Di pesisir yang jauh dari hiruk-pikuk pusat Kota Timika itu, puluhan warga dari berbagai usia berkumpul mengular, menanti giliran perekaman data kependudukan.
Bagi masyarakat wilayah pesisir, mengurus selembar Kartu Tanda Penduduk (KTP) elektronik atau Kartu Keluarga (KK) bukanlah perkara sepele. Kondisi geografis yang terisolasi serta tingginya biaya transportasi laut menuju pusat pemerintahan di kota kerap menjadi tembok tebal. Tak sedikit warga yang terpaksa bertahun-tahun hidup tanpa mengantongi dokumen resmi identitas diri.
Kendala menahun tersebut perlahan terkikis saat Dinas Kependudukan dan Pencatatan Sipil (Dukcapil) Kabupaten Mimika menerjunkan timnya langsung ke lapangan melalui program Jemput Bola Administrasi Kependudukan (Jempol Adminduk).
Langkah proaktif petugas yang mendatangi perkampungan pesisir ini disambut hangat oleh pemerintah kampung dan masyarakat setempat. Proses pendaftaran, verifikasi, perekaman biometrik, hingga pencetakan dokumen kependudukan diselesaikan secara langsung di tempat.
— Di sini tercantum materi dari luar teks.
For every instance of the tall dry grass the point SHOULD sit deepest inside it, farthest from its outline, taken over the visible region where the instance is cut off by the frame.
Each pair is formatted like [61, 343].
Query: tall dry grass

Sekretaris Kampung Wumuka, Kostan Koari, mengungkapkan rasa leganya atas kehadiran layanan publik tersebut di tengah permukiman warga.
"Kami sangat berterima kasih kepada pemerintah dan Dinas Capil yang sudah mendatangkan petugas ke kampung kami. Ini betul-betul memudahkan masyarakat untuk mendapatkan Kartu Keluarga, KTP, hingga Kartu Identitas Anak," ujar Kostan melalui sambungan telepon, Minggu (20/9/2026).
Sebelum program ini menyentuh Wumuka, mayoritas penduduk di pedalaman dan pesisir Mimika dihadapkan pada pilihan sulit: merogoh kocek dalam-dalam untuk menyewa perahu motor ke kota atau merelakan hak administrasi kependudukannya terabaikan.
Padahal, kepemilikan dokumen adminduk menjadi syarat mutlak untuk mengakses bantuan sosial, layanan kesehatan, hingga fasilitas pendidikan negara.
Melihat antusiasme warga yang tinggi, Kostan berharap program pelayanan langsung ke wilayah terpencil ini tidak berhenti sebagai agenda temporer, melainkan dapat berjalan secara berkala dan berkelanjutan.
“Dengan adanya layanan ini, warga kami hari ini bisa memiliki KTP dan Kartu Keluarga tanpa harus menghadapi berbagai kendala perjalanan ke kota," tuturnya.
Kehadiran layanan Jempol Adminduk di Kampung Wumuka menjadi bukti nyata bahwa kesenjangan aksesibilitas di kawasan pesisir Papua dapat dijembatani ketika negara hadir menghampiri warganya.